For our project, we are going to use fake_or_real_news.csv dataset which I found on GitHub. There are many other open source datasets available; you can use any other of your choice. Some of the options are:

  1. Liar Dataset — URL: https://www.cs.ucsb.edu/~william/data/liar_dataset.zip
  2. Fake News Corpus — URL: https://github.com/several27/FakeNewsCorpus
  3. Fake News Detection Resources — URL: https://github.com/mdepak/fake-news-detection-resources

The dataset we are using is the news articles written around the 2016 US election period.

Preparations

Getting Our Workspace Ready

To get started, let’s login to the Spell platform and head to the Workspaces tab.

Note: If you are using Spell for the first time then you should see a blank workspace and a “Create Workspace” button.

You can create your new workspace using the Create Workspace button.

Give your workspace any name and hit continue.

After that, you have an option to select your machine type and install the required libraries for the project.

For this project we are using a V100 machine type and a Jupyter Notebook.

All the common libraries are pre-installed in Spell, but for our project we require some extra libraries so we are mentioning them in the Pip Packages section.

We are using NLTK for removing stopwords from our dataset and tqdm for just a nice progress bar on our notebook.

After that, we hit continue.

Now we have to mount our dataset folder, but before that, we have to upload our data on Spell.

Let’s do that first.

Getting The Dataset Ready

In our command line, let’s enter the following command:

pip install spell

This command will install Spell CLI on our local machine.

After that:

spell login

This will ask us for our Spell credentials; just enter the credentials and we are good to go.

After a successful login, we can now upload our dataset file.

We’ve downloaded the fake_or_real_news.csv on our local machine, so let’s upload that on Spell.

To do that, let’s head to our project folder, open a command prompt and enter the following command:

spell upload fake_or_real_news.csv

This will upload our dataset file on our desired directory on Spell.
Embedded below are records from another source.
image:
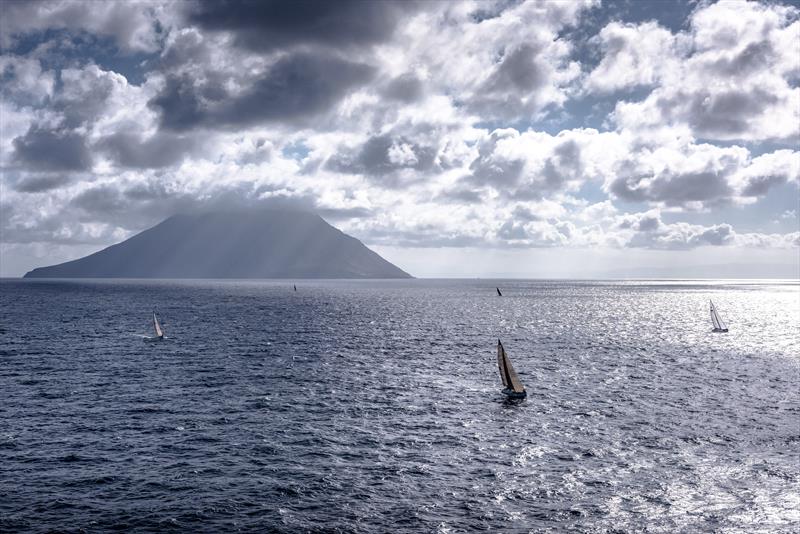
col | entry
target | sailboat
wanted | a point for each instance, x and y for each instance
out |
(159, 332)
(513, 387)
(716, 320)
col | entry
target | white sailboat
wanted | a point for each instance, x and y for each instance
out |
(157, 327)
(513, 387)
(716, 320)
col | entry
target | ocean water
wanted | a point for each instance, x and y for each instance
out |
(375, 406)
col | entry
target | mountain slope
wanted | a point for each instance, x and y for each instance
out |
(254, 244)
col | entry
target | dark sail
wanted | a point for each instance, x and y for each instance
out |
(507, 373)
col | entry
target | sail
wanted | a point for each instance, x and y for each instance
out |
(157, 326)
(501, 358)
(716, 320)
(507, 373)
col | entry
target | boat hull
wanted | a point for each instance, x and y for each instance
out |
(511, 394)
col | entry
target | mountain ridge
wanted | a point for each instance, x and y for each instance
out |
(269, 243)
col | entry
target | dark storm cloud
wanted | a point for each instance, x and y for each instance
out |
(44, 149)
(672, 188)
(518, 72)
(754, 57)
(264, 25)
(406, 88)
(511, 92)
(463, 194)
(36, 183)
(374, 157)
(294, 89)
(160, 150)
(144, 204)
(759, 185)
(564, 165)
(726, 114)
(678, 237)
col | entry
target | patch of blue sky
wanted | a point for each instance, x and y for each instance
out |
(70, 48)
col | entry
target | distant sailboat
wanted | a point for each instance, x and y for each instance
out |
(159, 332)
(716, 320)
(513, 387)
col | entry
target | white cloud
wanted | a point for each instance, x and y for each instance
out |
(132, 24)
(727, 78)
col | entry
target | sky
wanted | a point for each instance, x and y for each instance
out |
(457, 139)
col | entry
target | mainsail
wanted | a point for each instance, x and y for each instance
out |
(507, 373)
(716, 320)
(157, 326)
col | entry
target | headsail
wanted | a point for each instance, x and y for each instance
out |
(716, 320)
(507, 373)
(157, 326)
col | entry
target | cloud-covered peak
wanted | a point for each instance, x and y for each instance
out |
(502, 125)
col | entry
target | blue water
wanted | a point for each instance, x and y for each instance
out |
(376, 407)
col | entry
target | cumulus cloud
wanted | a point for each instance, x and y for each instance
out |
(295, 88)
(727, 78)
(45, 149)
(266, 25)
(412, 124)
(134, 25)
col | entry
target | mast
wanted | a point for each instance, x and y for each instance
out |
(507, 373)
(716, 320)
(156, 326)
(501, 360)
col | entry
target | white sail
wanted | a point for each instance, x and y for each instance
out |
(507, 373)
(716, 320)
(157, 326)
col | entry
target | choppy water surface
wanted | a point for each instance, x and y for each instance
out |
(375, 407)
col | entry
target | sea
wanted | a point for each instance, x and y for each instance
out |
(376, 406)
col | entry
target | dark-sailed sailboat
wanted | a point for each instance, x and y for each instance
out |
(157, 327)
(513, 387)
(716, 320)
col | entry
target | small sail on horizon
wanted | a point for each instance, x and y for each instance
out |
(716, 320)
(157, 327)
(512, 383)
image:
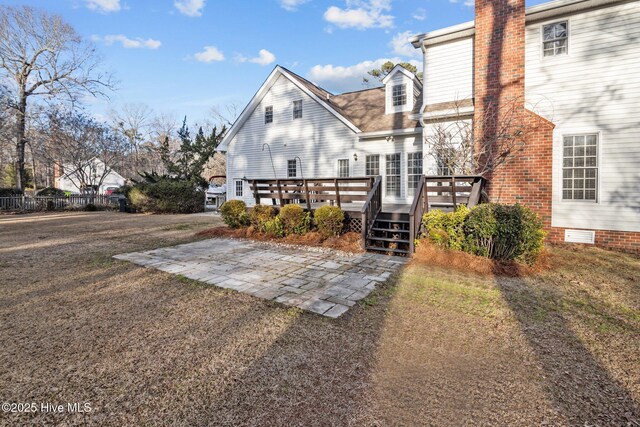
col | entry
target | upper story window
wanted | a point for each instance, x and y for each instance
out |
(268, 114)
(297, 109)
(399, 95)
(292, 170)
(555, 39)
(372, 165)
(580, 167)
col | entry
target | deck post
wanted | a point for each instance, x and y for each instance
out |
(306, 192)
(279, 192)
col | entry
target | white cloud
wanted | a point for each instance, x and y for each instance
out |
(401, 46)
(104, 6)
(361, 14)
(342, 79)
(291, 5)
(209, 54)
(191, 8)
(420, 14)
(264, 58)
(127, 43)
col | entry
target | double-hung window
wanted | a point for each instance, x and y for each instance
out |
(555, 38)
(343, 168)
(414, 171)
(399, 95)
(580, 167)
(239, 188)
(372, 165)
(292, 170)
(268, 114)
(393, 174)
(297, 109)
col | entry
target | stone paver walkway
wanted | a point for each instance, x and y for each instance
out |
(321, 281)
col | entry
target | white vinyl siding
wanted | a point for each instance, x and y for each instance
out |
(595, 88)
(449, 71)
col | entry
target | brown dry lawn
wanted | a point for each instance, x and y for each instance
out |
(432, 347)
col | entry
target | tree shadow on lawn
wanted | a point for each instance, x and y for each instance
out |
(579, 386)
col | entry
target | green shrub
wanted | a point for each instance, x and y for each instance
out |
(504, 232)
(234, 213)
(8, 192)
(329, 220)
(273, 227)
(294, 219)
(51, 191)
(260, 214)
(446, 229)
(166, 196)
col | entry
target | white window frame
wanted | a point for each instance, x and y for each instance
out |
(236, 188)
(411, 190)
(598, 156)
(542, 40)
(296, 110)
(268, 114)
(387, 175)
(295, 168)
(340, 168)
(403, 87)
(367, 159)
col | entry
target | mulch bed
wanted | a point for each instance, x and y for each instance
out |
(348, 242)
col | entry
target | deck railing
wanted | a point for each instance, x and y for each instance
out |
(371, 209)
(444, 192)
(311, 190)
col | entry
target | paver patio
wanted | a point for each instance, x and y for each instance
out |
(322, 281)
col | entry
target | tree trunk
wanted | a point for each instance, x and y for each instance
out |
(21, 140)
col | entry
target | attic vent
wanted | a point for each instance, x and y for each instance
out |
(580, 236)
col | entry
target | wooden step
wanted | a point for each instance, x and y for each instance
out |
(388, 239)
(390, 230)
(395, 251)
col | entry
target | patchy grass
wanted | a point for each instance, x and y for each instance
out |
(434, 345)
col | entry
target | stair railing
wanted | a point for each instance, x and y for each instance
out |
(371, 208)
(419, 206)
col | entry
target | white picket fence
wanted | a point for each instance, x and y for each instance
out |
(38, 203)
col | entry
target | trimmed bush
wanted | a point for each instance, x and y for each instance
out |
(51, 192)
(166, 196)
(446, 230)
(234, 213)
(329, 220)
(259, 215)
(505, 232)
(273, 227)
(294, 219)
(8, 192)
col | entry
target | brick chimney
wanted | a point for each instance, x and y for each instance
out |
(499, 83)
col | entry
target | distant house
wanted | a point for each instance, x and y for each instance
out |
(91, 176)
(572, 65)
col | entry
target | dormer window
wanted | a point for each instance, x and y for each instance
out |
(555, 39)
(399, 95)
(297, 109)
(268, 114)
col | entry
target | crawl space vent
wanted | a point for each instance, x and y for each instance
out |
(580, 236)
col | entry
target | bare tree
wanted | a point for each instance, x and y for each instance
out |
(85, 151)
(133, 121)
(43, 56)
(455, 151)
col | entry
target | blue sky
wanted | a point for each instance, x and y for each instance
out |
(185, 56)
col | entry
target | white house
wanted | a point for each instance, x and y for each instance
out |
(71, 178)
(574, 63)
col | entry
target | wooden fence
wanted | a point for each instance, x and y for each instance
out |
(38, 203)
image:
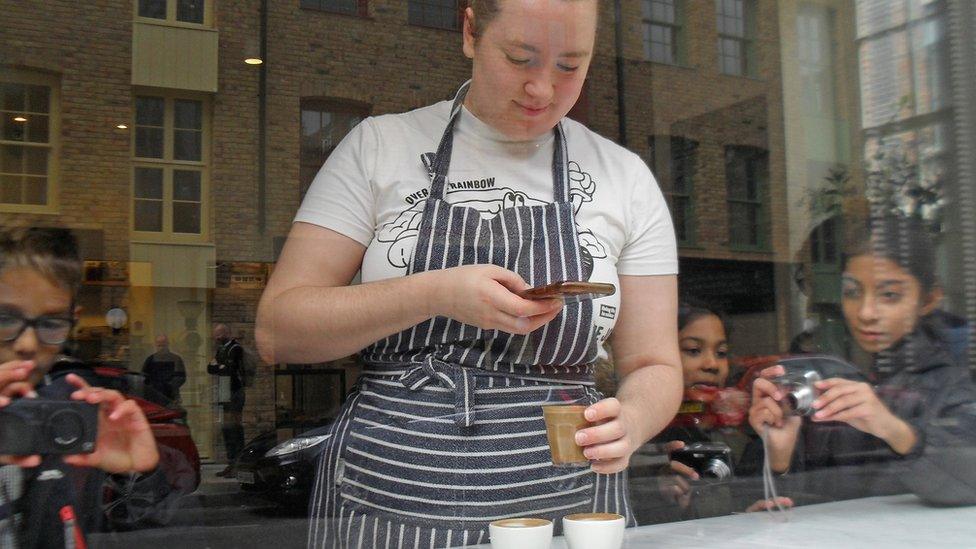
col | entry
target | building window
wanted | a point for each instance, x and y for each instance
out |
(439, 14)
(735, 31)
(662, 31)
(348, 7)
(169, 179)
(747, 180)
(675, 160)
(324, 124)
(182, 11)
(29, 142)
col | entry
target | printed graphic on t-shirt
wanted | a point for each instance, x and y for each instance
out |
(400, 235)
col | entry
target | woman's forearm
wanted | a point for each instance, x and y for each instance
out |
(653, 394)
(317, 324)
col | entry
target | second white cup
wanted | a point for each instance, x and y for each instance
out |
(594, 530)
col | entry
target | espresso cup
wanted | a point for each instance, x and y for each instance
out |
(520, 533)
(562, 422)
(594, 530)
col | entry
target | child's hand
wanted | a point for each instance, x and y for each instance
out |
(856, 404)
(13, 383)
(125, 441)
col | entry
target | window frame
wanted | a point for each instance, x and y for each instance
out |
(170, 20)
(168, 164)
(53, 83)
(459, 19)
(678, 47)
(760, 202)
(746, 41)
(323, 104)
(362, 8)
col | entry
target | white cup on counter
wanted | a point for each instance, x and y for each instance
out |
(520, 533)
(594, 530)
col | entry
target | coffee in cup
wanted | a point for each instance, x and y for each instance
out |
(594, 530)
(562, 422)
(520, 533)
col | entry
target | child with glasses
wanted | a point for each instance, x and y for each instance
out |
(50, 501)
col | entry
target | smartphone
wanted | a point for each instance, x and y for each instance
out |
(570, 291)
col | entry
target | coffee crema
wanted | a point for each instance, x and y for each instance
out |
(520, 523)
(593, 516)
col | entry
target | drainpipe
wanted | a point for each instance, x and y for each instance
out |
(263, 120)
(621, 101)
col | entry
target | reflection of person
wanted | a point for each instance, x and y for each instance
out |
(703, 342)
(913, 431)
(164, 369)
(56, 500)
(446, 432)
(228, 362)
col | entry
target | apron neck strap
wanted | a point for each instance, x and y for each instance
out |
(442, 160)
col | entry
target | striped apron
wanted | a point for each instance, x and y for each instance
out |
(444, 431)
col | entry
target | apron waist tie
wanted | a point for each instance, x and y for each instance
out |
(460, 379)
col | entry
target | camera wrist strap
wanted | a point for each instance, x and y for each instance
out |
(769, 484)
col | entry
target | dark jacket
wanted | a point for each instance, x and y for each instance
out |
(921, 383)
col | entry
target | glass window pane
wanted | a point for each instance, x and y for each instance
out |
(11, 159)
(36, 160)
(190, 11)
(152, 8)
(13, 130)
(13, 97)
(149, 142)
(186, 185)
(37, 128)
(187, 144)
(149, 215)
(150, 111)
(188, 114)
(10, 189)
(38, 99)
(35, 190)
(186, 217)
(148, 183)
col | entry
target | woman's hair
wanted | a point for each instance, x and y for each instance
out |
(49, 251)
(485, 12)
(904, 240)
(690, 310)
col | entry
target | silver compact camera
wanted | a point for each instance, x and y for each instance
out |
(800, 392)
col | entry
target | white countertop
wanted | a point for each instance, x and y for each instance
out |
(891, 521)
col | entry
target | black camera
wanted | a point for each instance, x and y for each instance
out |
(800, 391)
(31, 426)
(711, 460)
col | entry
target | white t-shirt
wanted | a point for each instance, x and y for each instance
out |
(373, 185)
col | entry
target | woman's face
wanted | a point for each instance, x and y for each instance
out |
(529, 63)
(704, 352)
(882, 302)
(27, 293)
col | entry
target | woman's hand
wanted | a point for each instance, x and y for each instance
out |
(14, 382)
(856, 404)
(125, 441)
(610, 443)
(486, 296)
(766, 410)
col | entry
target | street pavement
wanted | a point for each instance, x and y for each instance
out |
(217, 515)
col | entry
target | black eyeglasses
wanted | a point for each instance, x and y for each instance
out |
(50, 330)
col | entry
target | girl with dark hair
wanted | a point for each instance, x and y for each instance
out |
(912, 429)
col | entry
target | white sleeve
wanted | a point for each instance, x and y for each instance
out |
(341, 195)
(651, 248)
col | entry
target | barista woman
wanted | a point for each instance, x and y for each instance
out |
(449, 211)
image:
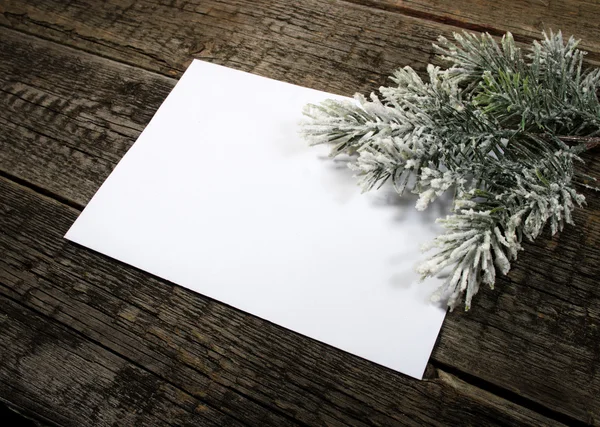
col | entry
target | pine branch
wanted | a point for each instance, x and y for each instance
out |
(500, 127)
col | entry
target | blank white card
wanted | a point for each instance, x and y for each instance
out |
(221, 195)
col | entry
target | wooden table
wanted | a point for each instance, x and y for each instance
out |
(85, 340)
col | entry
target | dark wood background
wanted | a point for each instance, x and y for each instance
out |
(85, 340)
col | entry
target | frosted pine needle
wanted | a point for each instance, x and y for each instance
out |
(500, 127)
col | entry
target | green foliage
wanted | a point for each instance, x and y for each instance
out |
(491, 128)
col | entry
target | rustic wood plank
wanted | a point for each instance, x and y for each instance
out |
(66, 126)
(526, 19)
(91, 341)
(540, 325)
(335, 46)
(52, 371)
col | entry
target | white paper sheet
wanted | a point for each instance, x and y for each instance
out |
(222, 196)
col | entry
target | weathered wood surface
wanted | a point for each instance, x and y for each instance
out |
(70, 113)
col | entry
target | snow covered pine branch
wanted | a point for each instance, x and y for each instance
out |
(500, 127)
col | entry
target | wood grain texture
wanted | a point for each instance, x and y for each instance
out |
(526, 19)
(109, 344)
(335, 46)
(69, 117)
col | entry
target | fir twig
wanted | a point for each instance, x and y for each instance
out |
(500, 126)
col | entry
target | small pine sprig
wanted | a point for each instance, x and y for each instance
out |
(500, 127)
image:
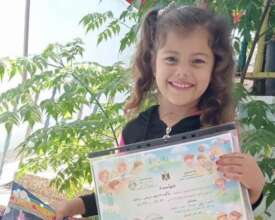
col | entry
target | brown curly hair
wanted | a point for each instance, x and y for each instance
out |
(216, 103)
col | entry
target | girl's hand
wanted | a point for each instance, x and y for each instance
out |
(243, 168)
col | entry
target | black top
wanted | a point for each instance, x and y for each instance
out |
(147, 126)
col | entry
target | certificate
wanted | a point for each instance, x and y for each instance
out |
(173, 179)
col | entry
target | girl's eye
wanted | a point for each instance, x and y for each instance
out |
(171, 60)
(198, 61)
Getting Glove Vector Ready

In this project, we are going to use pre-trained Glove Vectors for word embeddings. We will be getting back to Glove Vectors later on in this tutorial ; for now, we can just download the file from their official site: https://nlp.stanford.edu/projects/glove/

For this project, we are using glove6B file which contains vector representations of Wikipedia 2014 and Gigaword 5. It has 6 billion tokens, 400 thousand vocab, and 50, 100, 200 dimension, & 300 dimensional vectors which is of 822 MB size.

For this project we are going to use the 100d vector file, let’s upload that on Spell as well.

spell upload glove.6B.100d.txt

Note: while uploading, Spell will ask you to choose your directory name; upload your data file to your desired directory.

Getting Jupyter Notebook Ready

Now that we have uploaded everything we need on Spell, let’s mount the dataset and glove directories on our workspace and complete the creation process.

Here, we have glove files in the glove directory and our dataset in the FakeNews directory.

Now, after pressing the continue button, we can see our GPU powered Jupyter Notebook workspace with our dataset folders.

Let’s create our notebook file and start writing our code.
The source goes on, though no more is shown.